Ben PwC Türkiye ortaklarından Umurcan Gago.

Yatırımlarını finansal varlıklarda değerlendiren ve herhangi bir nedenle uykusuzluk sorunu çeken dinleyicilerimiz için hazırladığımız bu podcast serimizde Türkiye’de yerleşik gerçek kişilerin finansal yatırım araçlarından elde ettikleri gelir ve kazançların vergilendirilmesini ele alıyoruz. 

Bugün her zamankinden farklı bir şey yapıyoruz ve enstrümantal vergi yolculuğumuza bir ara verip, ‘otomatik bilgi değişimi’ meselesini ele alıyoruz. Ama önce, her zamanki gibi kısa bir vergi tarihi hikayemiz olacak.

Modern anlamda gelir vergilemesinin insanlık tarihi dikkate alındığında aslında çok yeni sayılabilecek bir vergileme sistemi olduğunu, ödeme gücüne göre bir vergilemenin en azından dikey olarak daha adaletli bir sistem olduğunun anlaşılmasının uzun tartışma ve denemeler sonucunda olduğunu 10. Bölümde anlatmıştık.

Modern gelir vergilemesi nüve lerine sahip, ona yakın denilebilecek ilk deneme 1710’ların Fransa’sında görülüyor.
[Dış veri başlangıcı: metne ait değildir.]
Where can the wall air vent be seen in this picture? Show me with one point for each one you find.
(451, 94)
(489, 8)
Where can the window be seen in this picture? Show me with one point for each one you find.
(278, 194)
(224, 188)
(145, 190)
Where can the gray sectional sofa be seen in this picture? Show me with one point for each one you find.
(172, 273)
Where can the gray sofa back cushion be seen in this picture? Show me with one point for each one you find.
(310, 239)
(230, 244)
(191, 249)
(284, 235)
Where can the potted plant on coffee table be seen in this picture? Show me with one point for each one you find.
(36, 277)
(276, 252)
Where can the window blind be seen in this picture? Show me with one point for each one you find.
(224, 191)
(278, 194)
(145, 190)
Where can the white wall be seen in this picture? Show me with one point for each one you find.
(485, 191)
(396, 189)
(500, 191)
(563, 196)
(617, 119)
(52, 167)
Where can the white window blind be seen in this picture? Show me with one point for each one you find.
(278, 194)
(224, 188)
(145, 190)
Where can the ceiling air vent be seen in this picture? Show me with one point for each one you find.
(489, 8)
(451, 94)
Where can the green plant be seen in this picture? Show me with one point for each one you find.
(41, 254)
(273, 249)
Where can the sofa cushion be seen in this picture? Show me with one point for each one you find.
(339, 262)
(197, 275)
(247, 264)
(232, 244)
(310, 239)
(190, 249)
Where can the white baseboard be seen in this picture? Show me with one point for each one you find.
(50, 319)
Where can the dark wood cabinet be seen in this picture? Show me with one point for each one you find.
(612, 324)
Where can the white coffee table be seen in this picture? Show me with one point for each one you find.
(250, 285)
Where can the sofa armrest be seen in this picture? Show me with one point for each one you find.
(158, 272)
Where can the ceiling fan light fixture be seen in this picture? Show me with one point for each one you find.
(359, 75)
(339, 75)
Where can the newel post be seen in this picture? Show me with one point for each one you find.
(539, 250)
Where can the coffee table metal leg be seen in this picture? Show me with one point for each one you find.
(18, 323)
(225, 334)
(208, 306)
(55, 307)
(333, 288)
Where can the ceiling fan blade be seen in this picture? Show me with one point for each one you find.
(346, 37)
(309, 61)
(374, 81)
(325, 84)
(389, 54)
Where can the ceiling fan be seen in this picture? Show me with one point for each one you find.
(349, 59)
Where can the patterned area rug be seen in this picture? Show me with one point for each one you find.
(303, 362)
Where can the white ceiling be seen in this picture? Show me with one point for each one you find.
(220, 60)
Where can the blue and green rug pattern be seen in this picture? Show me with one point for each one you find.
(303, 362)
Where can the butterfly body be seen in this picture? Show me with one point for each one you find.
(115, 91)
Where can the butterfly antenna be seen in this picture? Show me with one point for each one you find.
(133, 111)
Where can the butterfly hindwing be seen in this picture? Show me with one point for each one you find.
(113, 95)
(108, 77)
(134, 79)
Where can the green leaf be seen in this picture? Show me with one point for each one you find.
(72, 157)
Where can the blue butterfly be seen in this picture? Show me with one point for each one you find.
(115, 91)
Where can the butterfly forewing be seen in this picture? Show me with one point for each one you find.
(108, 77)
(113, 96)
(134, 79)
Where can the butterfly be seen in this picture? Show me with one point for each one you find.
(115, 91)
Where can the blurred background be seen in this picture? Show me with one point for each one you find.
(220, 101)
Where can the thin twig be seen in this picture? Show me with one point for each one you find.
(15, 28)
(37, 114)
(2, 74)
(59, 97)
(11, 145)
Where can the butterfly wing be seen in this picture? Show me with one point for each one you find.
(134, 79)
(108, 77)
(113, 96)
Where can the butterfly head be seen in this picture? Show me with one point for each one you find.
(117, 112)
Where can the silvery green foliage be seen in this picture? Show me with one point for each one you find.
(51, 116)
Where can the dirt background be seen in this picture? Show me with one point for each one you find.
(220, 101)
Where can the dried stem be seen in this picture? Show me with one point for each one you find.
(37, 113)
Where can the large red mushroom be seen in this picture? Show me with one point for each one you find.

Ama daha yakın denilebilecek bir uygulama, 1798’de Britanya’da ortaya çıkıyor. Tüm Britanya mukimlerinin dünya üzerindeki ve 60 Pound eşiğinin üzerindeki gelirlerinin, %0.8den %10’a kadar kademeli olarak artan oranlarda vergilemeye tabi tutulmaya başladığını görüyoruz. 

1800’lerde gelir vergilemesinde gelir ve kazanç tiplerine göre bir vergileme anlayışı var. Pasif gelir ve kazançların, yani menkul ve gayrimenkul sermaye iratları ile sermaye -yani değer artış kazançlarının- emek ve bilgiye dayalı, ücret ve serbest meslek kazançlarına göre daha yüksek oranda vergilenmesinin, insan kaynağının amortismanı da dikkate alındığında, çok daha adil olacağı kabul ediliyor. Verginin tabana yayılması ve tahsilatının kolaylaştırılması açısından stopaj müessesesi yine Britanya’da 1800lerin başında ortaya çıkıyor. Amerika’da da 1800’lerin sonlarına doğru gelir vergilemesine geçiş konusunda ciddi bir ortak irade ortaya çıkıyor. Ama doğrudan vergileme yani gelir vergilemesi açısından Anayasal engelin ortadan kaldırılması 1. Dünya savaşının hemen öncesini, 1913’ü buluyor. Amerika’da da artan oranlı bir gelir vergilemesi anlayışı var. Oranlar başlangıçta %1 ila %8 arasında. Britanya’dan farklı olarak, sermaye kaçmasın diye, pasif gelir ve kazançlar daha yüksek oranda vergilendirilmiyor, yani gelir ve kazanç tiplerine göre bir vergileme anlayışı yok. Ki bu ekonomistlerce çok eleştiriliyor. Öte yandan Amerika farklı bir perspektif ekliyor. Bir nevi stopaj mekanizması olarak kurumlar vergilemesini getiriyor. Amaç aslında görünürde olduğu gibi kurumların kazançlarını vergilemek değil. Kurumlardan gelir vergisi almanın bir mantığı yok. Amaç tamamen şirketteki karın ortaklara dağıtılmayıp şirkette tutulması suretiyle, gelir vergilemesini öteleme yolunun kısıtlanması aslında. Diğer ülkeler de sonraki yıllarda yavaş yavaş Amerikan kurumlar vergilemesi esasını benimsiyorlar. 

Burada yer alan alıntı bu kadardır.